2. Re-run the `suspend-advised` scenario against `TestChildObject.ScanState`, plus a fresh `activate-advised` scenario, save under `captures/NNN-frida-suspend-activate-instrumented/`.
3. If a wire emission appears (PutRequest + TransferData with a new opnum or body shape): document it in `docs/M6-buffered-evidence.md` and `analysis/proxy/nmxsvcps-procedures.tsv`; add typed decode if the inner body is novel.
4. If no wire emission appears: confirm both operations are purely client-side and update R5 to "fully settled — client-side only".
**Resolves when:** R5 is fully settled (either with a documented wire opnum or a "client-side only" verdict backed by capture).
### F3 — Cross-domain NTLM Type1/2/3 fixture
**Severity:** P2
**Status:** Permanently out-of-scope on the current dev host (no second AD domain). Resolution requires external infrastructure not available here.
@@ -131,6 +142,9 @@ For `077` (Suspend on advised ScanState): document the trigger conditions for R5
## Resolved
### F36 — `Session::subscribe_buffered` (NMX) per R2 single-sample-per-event answer
**Resolved:** 2026-05-06. `Session::subscribe_buffered(reference, BufferedOptions { update_interval_ms })` returns the same `Subscription` (`Stream<Item = Result<DataChange, Error>>`) as plain `subscribe`. Wire path mirrors `MxNativeSession.RegisterBufferedItemAsync` (`MxNativeSession.cs:272-310`): the `item_definition` is suffixed with `.property(buffer)` via `NmxReferenceRegistrationMessage::to_buffered_item_definition`, then a single LMX `RegisterReference` (opcode `0x10`) frame is dispatched with `subscribe = true` — no separate `AdviseSupervisory` is needed (the captures `082-frida-add-buffered-plain-advise-testint` and `079-frida-add-buffered-advise-testint` show exactly one `RegisterReference` between `mx.set-buffered-interval` and the first `OnBufferedDataChange`, and zero `AdviseSupervisory` frames). `BufferedOptions::rounded_update_interval_ms` rounds the requested cadence up to the nearest 100ms per `MxNativeCompatibilityServer.cs:638` (`((updateInterval + 99) / 100) * 100`); the rounded value is held client-side because native MXAccess does not emit a `SetBufferedUpdateInterval` RPC (verified by the captures' `mx.set-buffered-interval.begin/end` events producing no NMX traffic). New example `crates/mxaccess/examples/subscribe-buffered.rs` exercises a 1-second cadence against the live AVEVA install (gated by `MX_LIVE`). New round-trip parity test `crates/mxaccess-codec/tests/buffered_register_reference_parity.rs` validates the wire-byte sequence against captures `079` + `082`. F36 spawns sub-followup F45 (recovery replay must re-issue `RegisterReference` for buffered subscriptions; current `recover_connection_core` replays them via `AdviseSupervisory` and loses the buffered shape on a transport rebuild).

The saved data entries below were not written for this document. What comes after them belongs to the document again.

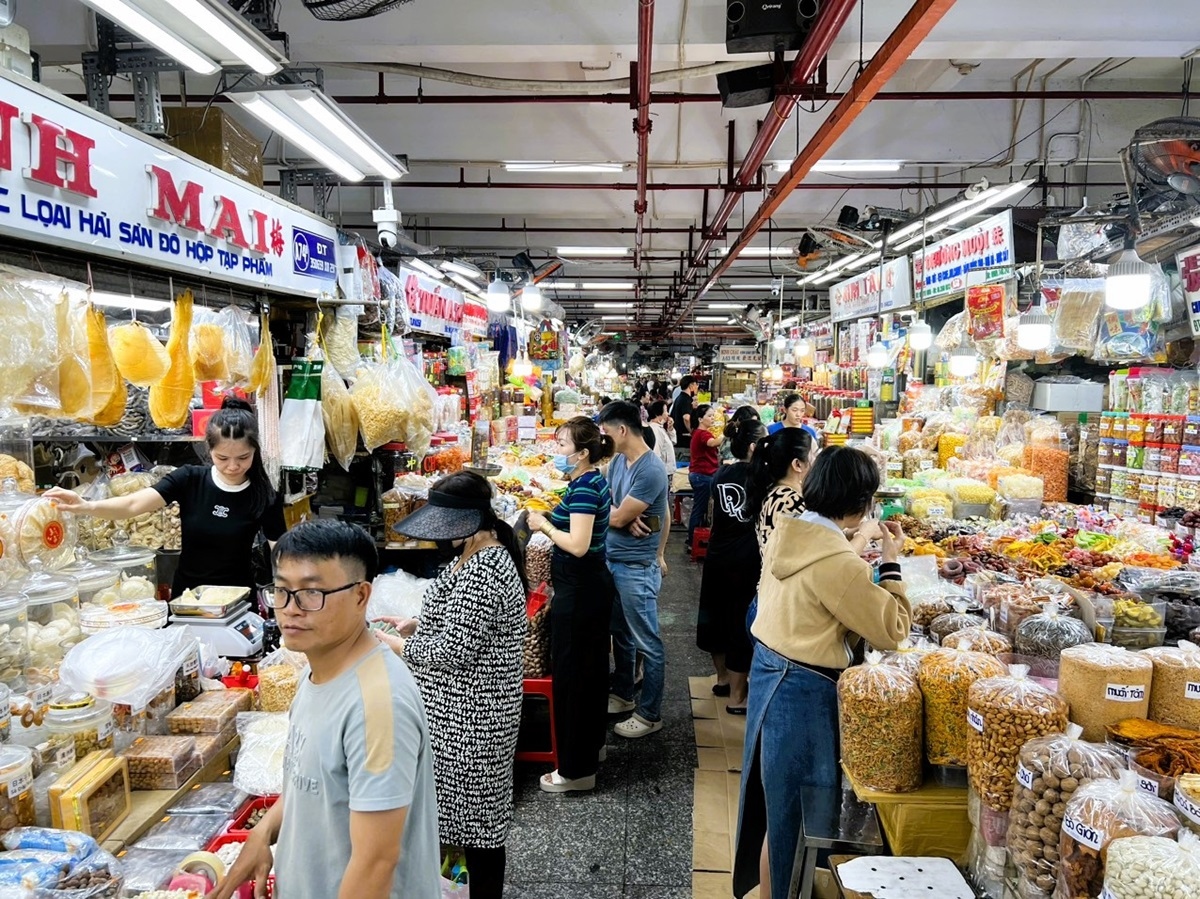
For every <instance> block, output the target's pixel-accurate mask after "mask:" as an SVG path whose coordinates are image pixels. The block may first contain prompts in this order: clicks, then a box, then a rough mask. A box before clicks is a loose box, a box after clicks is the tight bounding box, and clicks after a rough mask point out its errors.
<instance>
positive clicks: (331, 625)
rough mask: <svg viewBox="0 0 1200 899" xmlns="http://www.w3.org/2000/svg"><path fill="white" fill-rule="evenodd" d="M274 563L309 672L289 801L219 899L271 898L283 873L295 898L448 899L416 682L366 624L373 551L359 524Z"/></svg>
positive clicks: (324, 525) (435, 795) (268, 593)
mask: <svg viewBox="0 0 1200 899" xmlns="http://www.w3.org/2000/svg"><path fill="white" fill-rule="evenodd" d="M274 562H275V585H274V586H271V587H266V588H264V589H263V593H262V595H263V599H264V601H265V603H266V604H268V605H269V606H270V607H272V609H274V610H275V615H276V618H277V619H278V622H280V629H281V631H282V634H283V642H284V645H286V647H287V648H288V649H292V651H294V652H300V653H304V654H305V655H307V658H308V669H307V670H306V671H305V672H304V675H302V676H301V682H300V689H299V690H298V693H296V696H295V700H294V701H293V703H292V709H290V715H289V720H290V731H289V733H288V748H287V755H286V757H284V761H283V793H282V796H281V797H280V801H278V802H277V803H275V805H272V807H271V810H270V811H268V813H266V815H265V816H264V817H263V820H262V821H259V823H258V826H257V827H254V829H253V831H251V833H250V837H248V838H247V840H246V846H245V849H244V850H242V852H241V855H240V856H239V857H238V861H236V863H235V864H234V865H233V868H232V869H230V871H229V875H228V876H227V877H226V879H224V880H223V881H222V882H221V883H220V885H218V886H217V888H216V889H215V891H212V892H211V893H210V894H209V897H208V899H229V898H230V897H232V895H233V894H234V891H235V889H236V888H238V887H239V886H240V885H242V883H245V882H247V881H250V880H253V881H256V883H257V887H256V888H257V889H258V891H263V889H264V886H265V883H266V875H268V873H269V871H270V869H271V867H272V864H274V867H275V894H276V895H278V897H283V898H284V899H335V897H336V898H337V899H438V897H439V895H440V876H439V867H440V858H442V853H440V847H439V845H438V829H437V828H438V811H437V797H436V793H434V787H433V750H432V747H431V745H430V735H428V725H427V724H426V720H425V711H424V708H422V707H421V697H420V693H419V691H418V689H416V683H415V682H414V681H413V676H412V675H410V673H409V671H408V669H407V667H406V666H404V664H403V663H402V661H401V660H400V659H398V658H396V655H395V654H394V653H392V652H390V651H389V649H388V648H386V647H384V646H382V645H380V643H379V642H378V641H377V640H376V639H374V636H372V634H371V630H370V629H368V628H367V622H366V607H367V599H368V598H370V595H371V582H372V581H373V580H374V576H376V574H377V569H378V565H379V562H378V556H377V553H376V547H374V541H373V540H372V539H371V537H370V535H368V534H367V533H366V532H365V531H362V529H361V528H359V527H356V526H354V525H347V523H343V522H337V521H313V522H306V523H304V525H300V526H298V527H296V528H295V529H294V531H290V532H289V533H287V534H284V535H283V538H282V539H281V540H280V543H278V544H277V545H276V547H275V553H274ZM272 845H275V850H274V852H272V850H271V846H272ZM259 894H260V895H263V894H264V893H262V892H260V893H259Z"/></svg>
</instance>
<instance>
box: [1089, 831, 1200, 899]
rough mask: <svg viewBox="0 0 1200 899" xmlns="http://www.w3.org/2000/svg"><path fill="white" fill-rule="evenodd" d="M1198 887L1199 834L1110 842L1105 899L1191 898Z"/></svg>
mask: <svg viewBox="0 0 1200 899" xmlns="http://www.w3.org/2000/svg"><path fill="white" fill-rule="evenodd" d="M1198 891H1200V837H1196V835H1195V834H1194V833H1192V832H1190V831H1181V832H1180V841H1178V843H1176V841H1175V840H1169V839H1166V838H1165V837H1122V838H1121V839H1120V840H1112V843H1111V845H1109V864H1108V868H1106V870H1105V873H1104V892H1103V893H1100V895H1102V897H1104V899H1194V897H1195V895H1196V892H1198Z"/></svg>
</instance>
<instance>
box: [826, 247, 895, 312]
mask: <svg viewBox="0 0 1200 899" xmlns="http://www.w3.org/2000/svg"><path fill="white" fill-rule="evenodd" d="M911 305H912V281H911V278H910V277H908V257H907V256H902V257H900V258H899V259H893V260H892V262H889V263H884V264H883V266H882V268H881V266H878V265H872V266H871V268H870V269H868V270H866V271H864V272H862V274H859V275H854V277H852V278H848V280H846V281H842V282H840V283H836V284H834V286H833V287H830V288H829V310H830V312H832V313H833V316H832V317H833V320H834V322H848V320H851V319H853V318H863V317H864V316H876V314H878V313H881V312H896V311H899V310H902V308H908V307H910V306H911Z"/></svg>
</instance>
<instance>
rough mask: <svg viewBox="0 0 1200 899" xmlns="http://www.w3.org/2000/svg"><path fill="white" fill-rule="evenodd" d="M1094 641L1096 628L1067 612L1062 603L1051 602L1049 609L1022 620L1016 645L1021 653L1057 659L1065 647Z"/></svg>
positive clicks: (1014, 648)
mask: <svg viewBox="0 0 1200 899" xmlns="http://www.w3.org/2000/svg"><path fill="white" fill-rule="evenodd" d="M1091 642H1092V631H1091V629H1090V628H1088V627H1087V625H1086V624H1084V622H1081V621H1079V619H1078V618H1072V617H1069V616H1067V615H1063V612H1062V610H1061V609H1060V606H1058V604H1056V603H1050V604H1048V605H1046V606H1045V611H1043V612H1039V613H1038V615H1031V616H1030V617H1028V618H1026V619H1025V621H1022V622H1021V623H1020V625H1019V627H1018V628H1016V636H1015V637H1014V640H1013V648H1014V649H1016V652H1018V653H1020V654H1021V655H1036V657H1037V658H1039V659H1051V660H1055V659H1057V658H1058V657H1060V655H1061V654H1062V651H1063V649H1067V648H1069V647H1072V646H1080V645H1081V643H1091Z"/></svg>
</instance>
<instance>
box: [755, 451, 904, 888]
mask: <svg viewBox="0 0 1200 899" xmlns="http://www.w3.org/2000/svg"><path fill="white" fill-rule="evenodd" d="M878 487H880V474H878V468H876V466H875V463H874V462H872V461H871V460H870V457H868V456H866V455H865V454H863V453H860V451H859V450H856V449H851V448H847V446H835V448H832V449H827V450H824V451H823V453H822V454H821V455H818V456H817V460H816V462H815V463H814V466H812V468H811V469H810V472H809V474H808V477H806V478H805V480H804V503H805V505H806V508H808V510H806V511H805V513H804V514H803V515H802V516H800V517H798V519H782V520H780V521H779V522H778V525H776V527H775V531H774V533H772V535H770V539H769V540H768V543H767V549H766V551H764V553H763V561H762V580H761V581H760V583H758V611H757V617H756V618H755V622H754V625H752V628H751V633H752V634H754V636H755V639H756V640H757V646H756V647H755V655H754V661H752V664H751V669H750V700H749V706H748V717H746V739H745V755H744V759H743V765H742V801H740V807H739V814H738V844H737V858H736V861H734V868H733V894H734V895H736V897H739V899H740V897H744V895H745V894H746V893H748V892H749V891H750V889H752V888H754V886H755V885H756V883H760V881H761V882H762V886H763V888H762V889H761V891H760V895H761V897H762V899H784V898H785V897H786V895H787V889H788V883H790V881H791V873H792V862H793V859H794V857H796V844H797V840H798V838H799V832H800V827H802V809H800V789H799V787H802V786H817V787H822V786H828V787H835V786H836V785H838V784H839V783H840V779H839V771H838V753H839V750H838V690H836V687H838V676H839V675H840V673H841V671H842V670H845V669H847V667H850V665H852V664H853V661H854V649H856V647H857V646H858V643H859V642H862V640H863V639H866V640H869V641H870V642H871V645H872V646H876V647H878V648H881V649H893V648H895V647H896V646H898V645H899V642H900V641H901V640H904V639H905V636H907V634H908V628H910V625H911V622H912V611H911V609H910V606H908V600H907V599H906V597H905V587H904V582H902V581H901V580H900V564H899V555H900V547H901V546H902V544H904V535H902V533H901V531H900V528H899V526H898V525H896V523H895V522H886V523H884V525H883V526H882V527H881V526H880V525H878V523H877V522H874V521H868V520H866V514H868V513H869V510H870V508H871V504H872V502H874V497H875V492H876V491H877V490H878ZM851 533H856V534H859V535H864V537H866V538H868V539H878V540H880V543H881V546H882V556H883V561H882V563H881V564H880V571H878V585H876V583H875V573H874V571H872V569H871V565H870V564H868V563H866V562H865V561H863V559H862V558H860V557H859V555H858V552H857V550H856V547H854V546H853V545H852V544H851V541H850V540H848V539H847V537H848V534H851ZM764 839H766V843H767V846H766V850H767V851H766V852H763V851H762V847H763V841H764Z"/></svg>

### F37 — ASB `subscribe_buffered` capability gate
**Resolved:** 2026-05-06 (commit `34045c2`). `AsbSession::subscribe_buffered` returns `Error::Unsupported { transport: TransportKind::Asb, operation: ... }` synchronously without touching the wire — ASB has no `SetBufferedUpdateInterval` analogue; the per-monitored-item `MinimalMonitoredItem::sample_interval` is the rate-limit knob instead. The error-construction logic is split into a free fn so the gate's exact shape is unit-testable without spinning up a live authenticator + transport. Workspace 758 → 759 tests; clippy clean.